Now, it is true that God possesses what is called aseity. That is, he is completely self-sufficient and in need of nothing and no one. But that is only one part of the paradox that stands at the heart of our faith. The other side of the paradox is that our's is a God who has, from the beginning, indeed, from all eternity, chosen not to remain alone. He creates all that is outside himself and he summons it (continuing the process of creation) to greater and greater levels of complexity until from within this creation comes One who will be his true counterpart and partner in creation. At bottom this is a call to share in God's very life. In fact, it is the ground of an existence which can only be fulfilled when it shares in the Divine life and God himself becomes all in all!

All of Scripture attests to this basic dynamic, whether cast in terms of creation or covenant. All of Scripture is about God's determination to share his very life with us, and his creation's capacity in the Spirit to issue forth in, or become his own unique counterpart in the fulfillment of this plan. When God's plan is fulfilled, when his very life is shared to the extent he wills, everything he creates reaches fulfillment as well, but it is the human vocation in particular to allow this to become real in space and time. And afterall, isn't this what prayer is truly all about: allowing God's plans to be realized in his creation; cooperating with his Spirit in ways which let his own life be made PERSONALLY real here and now so that EVERYTHING acquires fullness or completion (perfection) of life in God?

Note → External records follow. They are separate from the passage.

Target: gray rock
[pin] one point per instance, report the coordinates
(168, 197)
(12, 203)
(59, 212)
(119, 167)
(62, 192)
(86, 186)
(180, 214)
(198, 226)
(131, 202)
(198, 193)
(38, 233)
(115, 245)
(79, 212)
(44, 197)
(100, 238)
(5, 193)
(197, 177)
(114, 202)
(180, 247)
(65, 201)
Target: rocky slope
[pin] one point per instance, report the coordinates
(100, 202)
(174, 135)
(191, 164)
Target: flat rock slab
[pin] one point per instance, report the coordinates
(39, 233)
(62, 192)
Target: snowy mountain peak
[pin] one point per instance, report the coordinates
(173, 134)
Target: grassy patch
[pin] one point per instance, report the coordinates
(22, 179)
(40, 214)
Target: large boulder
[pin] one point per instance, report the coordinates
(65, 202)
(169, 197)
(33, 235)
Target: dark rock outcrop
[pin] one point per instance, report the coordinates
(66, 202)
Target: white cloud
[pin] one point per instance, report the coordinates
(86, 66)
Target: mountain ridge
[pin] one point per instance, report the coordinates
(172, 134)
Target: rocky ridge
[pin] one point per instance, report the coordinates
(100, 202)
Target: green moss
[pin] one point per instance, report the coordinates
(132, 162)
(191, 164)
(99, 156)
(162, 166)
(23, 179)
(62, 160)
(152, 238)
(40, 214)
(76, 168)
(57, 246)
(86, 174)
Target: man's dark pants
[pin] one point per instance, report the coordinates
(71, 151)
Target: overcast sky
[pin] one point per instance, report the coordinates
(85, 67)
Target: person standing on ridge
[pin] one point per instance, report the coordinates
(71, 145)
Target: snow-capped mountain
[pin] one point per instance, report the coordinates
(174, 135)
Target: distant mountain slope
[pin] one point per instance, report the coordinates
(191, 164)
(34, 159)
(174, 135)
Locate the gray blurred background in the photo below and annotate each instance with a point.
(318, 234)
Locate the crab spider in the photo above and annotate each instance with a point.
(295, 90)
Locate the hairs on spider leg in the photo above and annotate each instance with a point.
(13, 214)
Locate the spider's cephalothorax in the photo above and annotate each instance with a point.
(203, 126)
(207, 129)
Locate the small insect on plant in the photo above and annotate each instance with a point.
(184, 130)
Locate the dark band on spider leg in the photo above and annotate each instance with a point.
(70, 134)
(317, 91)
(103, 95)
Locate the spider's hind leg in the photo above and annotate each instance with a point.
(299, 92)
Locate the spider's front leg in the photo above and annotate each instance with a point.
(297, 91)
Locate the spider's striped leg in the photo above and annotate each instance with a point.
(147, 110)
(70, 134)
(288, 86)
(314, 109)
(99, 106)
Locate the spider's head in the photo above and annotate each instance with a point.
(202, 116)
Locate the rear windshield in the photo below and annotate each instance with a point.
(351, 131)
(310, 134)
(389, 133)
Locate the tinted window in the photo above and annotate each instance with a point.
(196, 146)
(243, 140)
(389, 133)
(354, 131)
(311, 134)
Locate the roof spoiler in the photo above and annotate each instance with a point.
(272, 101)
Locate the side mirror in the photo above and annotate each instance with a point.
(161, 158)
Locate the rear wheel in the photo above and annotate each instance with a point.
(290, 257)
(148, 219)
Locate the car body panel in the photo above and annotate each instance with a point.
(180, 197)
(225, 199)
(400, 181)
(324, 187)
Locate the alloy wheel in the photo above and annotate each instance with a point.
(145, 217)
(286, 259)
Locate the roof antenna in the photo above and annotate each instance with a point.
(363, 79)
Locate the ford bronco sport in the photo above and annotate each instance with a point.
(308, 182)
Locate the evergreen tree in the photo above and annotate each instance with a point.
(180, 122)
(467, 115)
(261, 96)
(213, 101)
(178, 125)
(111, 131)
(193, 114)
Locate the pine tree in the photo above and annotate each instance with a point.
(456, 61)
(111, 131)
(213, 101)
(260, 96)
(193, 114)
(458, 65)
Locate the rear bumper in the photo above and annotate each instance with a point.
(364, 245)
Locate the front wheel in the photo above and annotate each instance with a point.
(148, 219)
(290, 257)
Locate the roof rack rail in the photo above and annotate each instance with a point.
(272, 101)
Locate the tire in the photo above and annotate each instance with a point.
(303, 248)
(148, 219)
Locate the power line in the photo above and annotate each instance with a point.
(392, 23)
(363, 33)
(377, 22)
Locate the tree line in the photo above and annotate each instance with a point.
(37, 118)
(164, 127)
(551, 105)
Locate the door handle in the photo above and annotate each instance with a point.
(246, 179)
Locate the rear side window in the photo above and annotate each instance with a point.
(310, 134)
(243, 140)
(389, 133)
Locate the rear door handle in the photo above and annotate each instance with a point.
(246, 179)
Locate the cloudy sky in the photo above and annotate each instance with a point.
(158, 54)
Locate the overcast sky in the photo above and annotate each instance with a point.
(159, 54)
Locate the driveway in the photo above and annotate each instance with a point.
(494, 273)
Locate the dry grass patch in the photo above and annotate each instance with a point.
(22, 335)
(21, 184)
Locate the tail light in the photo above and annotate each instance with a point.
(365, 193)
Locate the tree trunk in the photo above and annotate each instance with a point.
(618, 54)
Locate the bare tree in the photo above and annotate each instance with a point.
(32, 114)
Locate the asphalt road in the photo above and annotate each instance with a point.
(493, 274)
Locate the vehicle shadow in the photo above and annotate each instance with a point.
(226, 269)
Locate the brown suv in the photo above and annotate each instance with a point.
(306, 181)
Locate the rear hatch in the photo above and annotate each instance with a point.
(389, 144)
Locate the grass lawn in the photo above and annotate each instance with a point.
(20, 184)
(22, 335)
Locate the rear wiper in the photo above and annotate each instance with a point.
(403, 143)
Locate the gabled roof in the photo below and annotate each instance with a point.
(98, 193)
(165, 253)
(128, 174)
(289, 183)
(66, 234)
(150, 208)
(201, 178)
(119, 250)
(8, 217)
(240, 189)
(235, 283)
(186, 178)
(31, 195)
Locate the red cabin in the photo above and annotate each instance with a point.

Unfortunately, one of the most pernicious problems I run into as a spiritual director is the occasional inability of directees to "get out of the way" of the Spirit or to "forget self" in their prayer. (Note well, I did not say "lose self", for we are not called to lose our true selves, but rather to FORGET self and to BECOME (or find) our true selves in the process!) Prayer (and it goes without saying that I am quite often guilty of this too) seems always to be about us, our problems, our sinfulness, our needs and concerns in ways which contribute to our own self-centeredness. (Let me be clear: I am NOT suggesting we neglect this side of things, but I am suggesting that there are ways to pray about these things which are NOT self-centered.) Because of this, one of the most significant questions I can ask a directee (or myself) when probing the quality of their prayer (or my own!!) is, "what kind of experience was this for God?" Ordinarily this puts a full stop to the sometimes problematical self-centered chatter about ME in prayer, and puts the focus back where Jesus clearly wants it --- on God. What today's Gospel tells us in giving us this model of prayer, is that contrary to much popular thought and practice otherwise, prayer is really the way we give or set aside our lives for another, namely, for God and his own Selfhood and destiny. And while it is absolutely true that in the process our own hearts will and SHOULD be poured out and our own needs met, prayer is first of all something we are empowered to do for God's own sake!

Thus, on this day when we celebrate the Sainthood of Romuald, and especially when we pray the Lord's Prayer -- whether in preparation to receiving Christ in the Eucharist or during Office, etc --- let us allow ourselves to truly be here for God's own needs. Let us open ourselves to his life, his purposes, and his future even while we pour out our hearts to him. Afterall, it is the very reason we were created.